Refusing to accept sexism

When a Canadian police officer commented that the way women dress contributes to rape, he triggered an international outcry. Predominantly young women took to the streets in ‘slutwalk’ protests around the world. In Britain, this new generation fighting for women’s rights is also up against coalition cuts and right-wing reaction. ELEANOR DONNE reports.

EARLIER IN THE year, thousands of women, and many men, took to the streets in Canada, the US and Britain to protest against rape. The spark for their anger was a Canadian police officer who, during a safety talk to students at a law school in Toronto, advised women to reduce their risk of being raped by "avoiding dressing like sluts". Students and staff complained, and the officer apologised.

This off-the-cuff remark by a law enforcement officer underlines the huge barriers which women face in reporting rape to the police. Is it any wonder that only a small proportion of rapes ever comes to their attention? The attitude of the police reflects and reinforces a wider reactionary view among a large minority in society that a woman who dresses ‘provocatively’, gets drunk or has a lot of sexual partners is, at least partly, to blame if she is attacked.

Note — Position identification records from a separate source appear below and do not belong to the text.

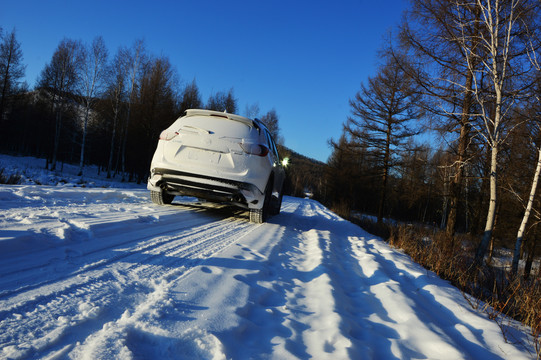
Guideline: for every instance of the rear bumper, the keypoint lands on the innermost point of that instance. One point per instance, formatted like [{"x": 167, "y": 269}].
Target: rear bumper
[{"x": 206, "y": 187}]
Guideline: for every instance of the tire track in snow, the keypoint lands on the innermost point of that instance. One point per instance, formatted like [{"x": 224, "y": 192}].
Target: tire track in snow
[{"x": 82, "y": 301}]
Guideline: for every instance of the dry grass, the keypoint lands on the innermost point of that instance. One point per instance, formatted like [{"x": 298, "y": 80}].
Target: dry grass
[
  {"x": 452, "y": 259},
  {"x": 10, "y": 180}
]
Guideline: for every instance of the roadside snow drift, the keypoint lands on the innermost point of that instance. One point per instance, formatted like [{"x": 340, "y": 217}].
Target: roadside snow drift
[{"x": 103, "y": 273}]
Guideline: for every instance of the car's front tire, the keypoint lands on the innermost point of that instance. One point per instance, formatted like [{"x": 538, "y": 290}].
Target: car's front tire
[{"x": 161, "y": 197}]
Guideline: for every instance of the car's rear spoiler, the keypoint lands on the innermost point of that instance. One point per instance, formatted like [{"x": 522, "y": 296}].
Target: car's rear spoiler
[{"x": 242, "y": 119}]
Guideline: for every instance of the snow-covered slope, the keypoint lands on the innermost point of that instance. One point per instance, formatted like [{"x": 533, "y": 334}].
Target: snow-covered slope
[{"x": 103, "y": 273}]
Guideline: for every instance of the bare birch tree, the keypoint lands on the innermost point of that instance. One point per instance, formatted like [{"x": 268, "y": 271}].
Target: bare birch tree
[
  {"x": 533, "y": 48},
  {"x": 116, "y": 92},
  {"x": 92, "y": 70},
  {"x": 500, "y": 66},
  {"x": 11, "y": 68},
  {"x": 432, "y": 35},
  {"x": 382, "y": 111}
]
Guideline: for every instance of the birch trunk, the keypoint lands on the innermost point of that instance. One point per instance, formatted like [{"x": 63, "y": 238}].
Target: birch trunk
[{"x": 522, "y": 228}]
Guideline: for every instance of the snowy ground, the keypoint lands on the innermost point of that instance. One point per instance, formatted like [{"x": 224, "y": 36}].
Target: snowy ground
[{"x": 96, "y": 273}]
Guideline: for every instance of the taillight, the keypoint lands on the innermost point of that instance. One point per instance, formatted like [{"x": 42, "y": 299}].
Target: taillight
[
  {"x": 255, "y": 149},
  {"x": 168, "y": 135}
]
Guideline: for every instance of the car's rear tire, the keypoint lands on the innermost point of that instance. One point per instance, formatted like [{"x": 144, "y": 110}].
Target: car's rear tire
[
  {"x": 161, "y": 197},
  {"x": 259, "y": 216},
  {"x": 276, "y": 204}
]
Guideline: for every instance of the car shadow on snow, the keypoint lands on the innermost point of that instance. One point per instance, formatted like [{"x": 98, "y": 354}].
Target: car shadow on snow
[{"x": 217, "y": 210}]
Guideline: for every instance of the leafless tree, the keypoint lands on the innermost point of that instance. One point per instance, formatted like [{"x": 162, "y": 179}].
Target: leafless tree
[
  {"x": 60, "y": 78},
  {"x": 11, "y": 67},
  {"x": 252, "y": 111},
  {"x": 91, "y": 73},
  {"x": 223, "y": 102},
  {"x": 134, "y": 59},
  {"x": 116, "y": 94},
  {"x": 191, "y": 98},
  {"x": 501, "y": 64},
  {"x": 381, "y": 114},
  {"x": 433, "y": 36},
  {"x": 270, "y": 119}
]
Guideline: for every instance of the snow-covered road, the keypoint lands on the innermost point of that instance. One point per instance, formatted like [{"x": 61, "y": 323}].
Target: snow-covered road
[{"x": 103, "y": 273}]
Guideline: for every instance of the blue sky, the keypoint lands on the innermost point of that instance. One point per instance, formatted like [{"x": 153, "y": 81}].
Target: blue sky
[{"x": 306, "y": 59}]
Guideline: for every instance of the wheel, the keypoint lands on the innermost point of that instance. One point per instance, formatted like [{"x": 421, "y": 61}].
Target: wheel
[
  {"x": 259, "y": 216},
  {"x": 161, "y": 197},
  {"x": 276, "y": 204}
]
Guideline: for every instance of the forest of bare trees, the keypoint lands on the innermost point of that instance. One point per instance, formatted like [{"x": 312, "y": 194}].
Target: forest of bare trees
[
  {"x": 93, "y": 107},
  {"x": 466, "y": 72},
  {"x": 447, "y": 132}
]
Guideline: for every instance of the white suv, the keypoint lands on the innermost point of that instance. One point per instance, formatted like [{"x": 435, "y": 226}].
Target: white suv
[{"x": 219, "y": 157}]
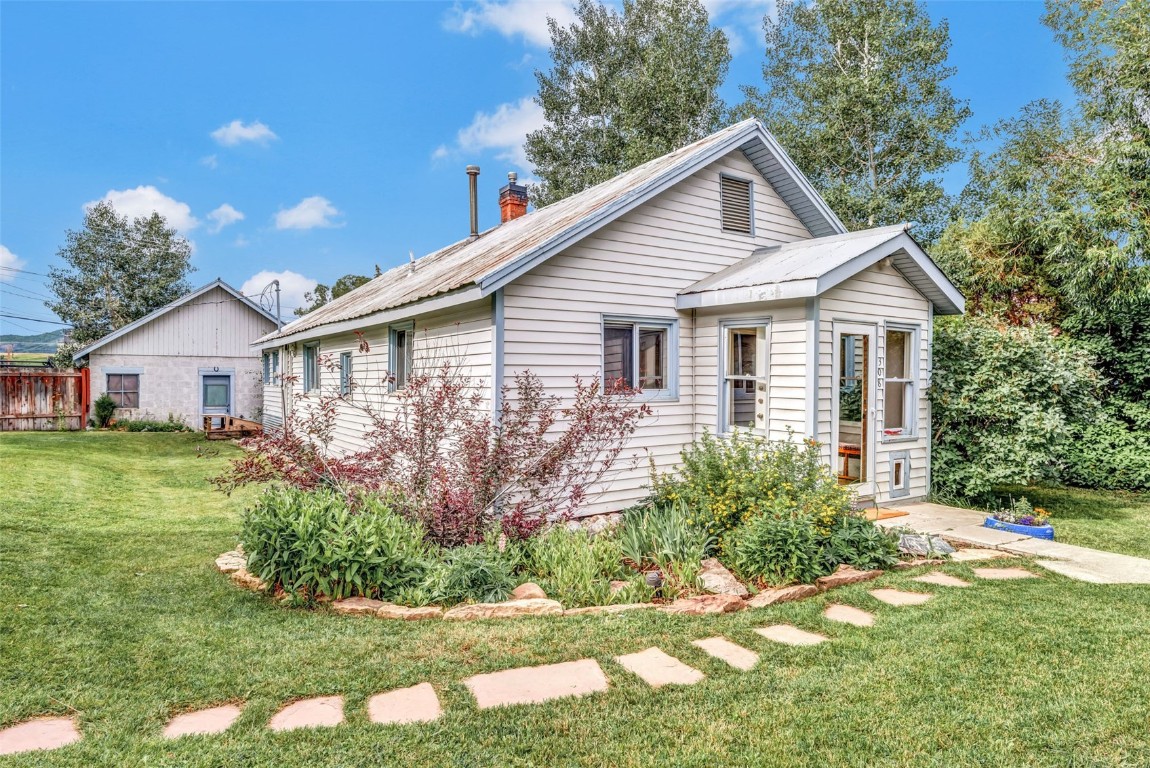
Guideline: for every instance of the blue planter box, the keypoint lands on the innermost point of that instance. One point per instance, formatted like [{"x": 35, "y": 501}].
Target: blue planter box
[{"x": 1037, "y": 531}]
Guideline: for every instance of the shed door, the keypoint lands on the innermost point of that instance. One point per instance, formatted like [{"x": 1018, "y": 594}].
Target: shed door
[{"x": 216, "y": 396}]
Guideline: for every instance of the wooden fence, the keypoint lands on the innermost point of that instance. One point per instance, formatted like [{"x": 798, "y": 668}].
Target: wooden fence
[{"x": 32, "y": 399}]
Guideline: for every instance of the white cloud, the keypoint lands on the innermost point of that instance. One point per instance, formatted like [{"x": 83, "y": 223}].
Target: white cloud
[
  {"x": 311, "y": 213},
  {"x": 223, "y": 216},
  {"x": 527, "y": 18},
  {"x": 237, "y": 132},
  {"x": 144, "y": 200},
  {"x": 292, "y": 288},
  {"x": 505, "y": 130},
  {"x": 9, "y": 261}
]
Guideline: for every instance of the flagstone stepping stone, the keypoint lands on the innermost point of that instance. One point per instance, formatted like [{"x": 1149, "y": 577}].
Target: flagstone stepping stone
[
  {"x": 941, "y": 580},
  {"x": 1003, "y": 574},
  {"x": 976, "y": 553},
  {"x": 658, "y": 669},
  {"x": 357, "y": 606},
  {"x": 849, "y": 615},
  {"x": 790, "y": 635},
  {"x": 528, "y": 591},
  {"x": 418, "y": 704},
  {"x": 39, "y": 734},
  {"x": 215, "y": 720},
  {"x": 719, "y": 581},
  {"x": 899, "y": 598},
  {"x": 508, "y": 609},
  {"x": 782, "y": 594},
  {"x": 845, "y": 575},
  {"x": 321, "y": 712},
  {"x": 537, "y": 684},
  {"x": 705, "y": 605},
  {"x": 619, "y": 607},
  {"x": 733, "y": 653}
]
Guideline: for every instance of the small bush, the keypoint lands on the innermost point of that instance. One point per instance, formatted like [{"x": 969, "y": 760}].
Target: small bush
[
  {"x": 855, "y": 540},
  {"x": 667, "y": 537},
  {"x": 148, "y": 425},
  {"x": 727, "y": 481},
  {"x": 576, "y": 568},
  {"x": 475, "y": 573},
  {"x": 104, "y": 407},
  {"x": 776, "y": 550},
  {"x": 312, "y": 543}
]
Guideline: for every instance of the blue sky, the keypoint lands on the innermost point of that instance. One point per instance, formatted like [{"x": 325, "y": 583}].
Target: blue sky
[{"x": 317, "y": 139}]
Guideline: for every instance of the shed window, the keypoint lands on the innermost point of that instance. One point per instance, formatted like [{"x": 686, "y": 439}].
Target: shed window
[
  {"x": 736, "y": 205},
  {"x": 311, "y": 367},
  {"x": 345, "y": 373},
  {"x": 638, "y": 354},
  {"x": 745, "y": 376},
  {"x": 899, "y": 388},
  {"x": 124, "y": 390},
  {"x": 399, "y": 360}
]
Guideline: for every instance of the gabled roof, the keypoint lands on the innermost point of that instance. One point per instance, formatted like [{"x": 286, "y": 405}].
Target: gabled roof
[
  {"x": 483, "y": 265},
  {"x": 810, "y": 268},
  {"x": 162, "y": 310}
]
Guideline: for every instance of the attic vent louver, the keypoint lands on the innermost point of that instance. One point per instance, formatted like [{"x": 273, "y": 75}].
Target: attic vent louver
[{"x": 735, "y": 204}]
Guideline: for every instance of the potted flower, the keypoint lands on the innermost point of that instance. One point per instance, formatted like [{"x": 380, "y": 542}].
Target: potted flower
[{"x": 1021, "y": 517}]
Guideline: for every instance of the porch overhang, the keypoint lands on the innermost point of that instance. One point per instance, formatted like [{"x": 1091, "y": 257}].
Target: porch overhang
[{"x": 810, "y": 268}]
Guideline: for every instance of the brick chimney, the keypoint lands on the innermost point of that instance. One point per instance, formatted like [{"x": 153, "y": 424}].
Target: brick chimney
[{"x": 512, "y": 199}]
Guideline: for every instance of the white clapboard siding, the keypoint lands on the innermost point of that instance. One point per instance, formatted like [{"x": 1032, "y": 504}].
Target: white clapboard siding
[
  {"x": 878, "y": 296},
  {"x": 635, "y": 267},
  {"x": 215, "y": 324},
  {"x": 462, "y": 337}
]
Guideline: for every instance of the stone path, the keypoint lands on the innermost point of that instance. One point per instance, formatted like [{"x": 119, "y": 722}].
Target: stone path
[
  {"x": 522, "y": 685},
  {"x": 1079, "y": 562}
]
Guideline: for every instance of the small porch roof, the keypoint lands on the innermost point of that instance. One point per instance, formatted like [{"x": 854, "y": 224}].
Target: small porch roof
[{"x": 809, "y": 268}]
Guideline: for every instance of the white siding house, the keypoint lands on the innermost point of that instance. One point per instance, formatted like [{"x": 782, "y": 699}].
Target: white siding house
[
  {"x": 186, "y": 360},
  {"x": 714, "y": 278}
]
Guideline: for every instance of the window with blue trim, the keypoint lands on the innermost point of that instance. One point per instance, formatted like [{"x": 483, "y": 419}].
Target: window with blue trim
[{"x": 641, "y": 354}]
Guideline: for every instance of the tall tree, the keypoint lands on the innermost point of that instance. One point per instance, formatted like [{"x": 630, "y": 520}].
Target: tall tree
[
  {"x": 117, "y": 270},
  {"x": 625, "y": 87},
  {"x": 855, "y": 90},
  {"x": 323, "y": 293}
]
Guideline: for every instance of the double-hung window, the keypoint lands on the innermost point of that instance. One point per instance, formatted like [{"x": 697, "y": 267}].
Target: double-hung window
[
  {"x": 899, "y": 384},
  {"x": 641, "y": 354},
  {"x": 401, "y": 339},
  {"x": 345, "y": 373},
  {"x": 311, "y": 367},
  {"x": 124, "y": 390},
  {"x": 744, "y": 375}
]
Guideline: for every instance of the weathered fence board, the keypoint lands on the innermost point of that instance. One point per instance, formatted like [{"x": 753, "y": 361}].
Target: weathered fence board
[{"x": 43, "y": 399}]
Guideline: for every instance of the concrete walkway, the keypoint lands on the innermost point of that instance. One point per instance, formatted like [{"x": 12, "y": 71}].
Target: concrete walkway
[{"x": 1078, "y": 562}]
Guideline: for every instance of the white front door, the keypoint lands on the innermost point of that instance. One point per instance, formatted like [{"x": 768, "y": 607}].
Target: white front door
[{"x": 852, "y": 406}]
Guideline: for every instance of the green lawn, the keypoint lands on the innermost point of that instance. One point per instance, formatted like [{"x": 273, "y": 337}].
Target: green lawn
[
  {"x": 109, "y": 607},
  {"x": 1104, "y": 520}
]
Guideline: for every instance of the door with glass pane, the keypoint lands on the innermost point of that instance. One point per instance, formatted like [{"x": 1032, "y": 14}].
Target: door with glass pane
[
  {"x": 216, "y": 396},
  {"x": 853, "y": 406}
]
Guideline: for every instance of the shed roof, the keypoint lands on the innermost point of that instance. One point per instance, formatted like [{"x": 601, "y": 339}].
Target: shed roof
[
  {"x": 809, "y": 268},
  {"x": 505, "y": 252},
  {"x": 188, "y": 298}
]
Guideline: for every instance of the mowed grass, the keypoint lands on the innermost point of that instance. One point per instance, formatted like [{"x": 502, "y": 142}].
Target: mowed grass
[
  {"x": 110, "y": 609},
  {"x": 1113, "y": 521}
]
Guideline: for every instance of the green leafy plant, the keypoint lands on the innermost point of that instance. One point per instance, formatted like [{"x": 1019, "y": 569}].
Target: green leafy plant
[
  {"x": 104, "y": 407},
  {"x": 475, "y": 573},
  {"x": 577, "y": 568},
  {"x": 313, "y": 543},
  {"x": 729, "y": 480}
]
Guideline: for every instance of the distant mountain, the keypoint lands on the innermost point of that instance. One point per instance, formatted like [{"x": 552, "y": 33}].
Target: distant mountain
[{"x": 44, "y": 342}]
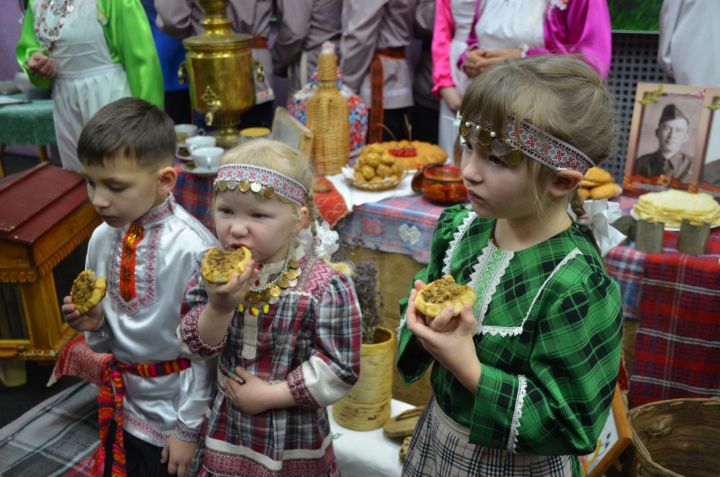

But women students in Toronto did not let the matter lie. Turning the sexist comment on its head, they organised a ‘slutwalk’, which over 2,000 attended. The message of the demonstration was summed up on placards: ‘Whatever we wear, wherever we go, yes means yes and no means no!’ The idea spread via facebook, and ‘slutwalks’ against rape took place in London (attended by around 5,000), Bristol, Newcastle, Edinburgh, Cardiff and other smaller towns in the UK.

Rape: the Victim Experience Review, commissioned by the Home Office as part of a review of rape and the criminal justice system in 2009, found that some police officers were often sceptical of rape and sexual assault victims. This was for "numerous reasons, such as when the victim had been drinking, had made previous allegations, were from a certain area, had an offending history themselves, or simply because they did not behave in the way they would expect a victim to behave". The review highlighted how the attitude of the officer can affect the case and even a "raised eyebrow" can deter a victim from pursuing the claim.

However, a public display of solidarity and defiance, such as the slutwalk demonstrations, does not only build the confidence of the people taking part. It also has the potential to raise public awareness and consciousness far more than any number of lengthy reports.

Woefully inadequate support

IT WAS NOT just the police who came under fire. On the demonstrations in Britain there were calls for Tory justice secretary, Kenneth Clarke, to resign after his comments in May, on BBC Radio 5 Live, which implied that ‘date rape’ was not ‘serious rape’. Clarke managed to show both ignorance of the existing laws on rape and incredible insensitivity, in particular to a caller who had been raped. Under pressure from David Cameron, he eventually issued a grudging apology to the caller but refused to resign, saying it was a just a wrong choice of words and he did not mean any offence!

Clarke may have mistakenly been using the phrase ‘date rape’ to describe ‘unlawful sexual intercourse’ – ie consenting sex with someone 13 or over but below the age of consent. However, given the importance of language on an issue such as this, and given that Clarke is a highly paid, legally trained representative of the government, this ‘mistake’ was inexcusable. It will only have reinforced the view that ‘proper’ rape means being attacked by a stranger in a dark alley. In fact, the majority of people who are raped know their attacker, and in more than half of rapes the attacker is a partner or ex-partner. (British Crime Survey, 2005/06)

The government has made a big splash about committing £10.5 million over the next three years to rape support services, but this is just to stand still. Support services for rape victims are woefully inadequate. In 2009, only one in ten local authorities had a centre offering support to victims of rape. The Home Office is unlikely to meet their commitment to provide a Sexual Assault Referral Centre (SARC) in every police force area by the end of the year.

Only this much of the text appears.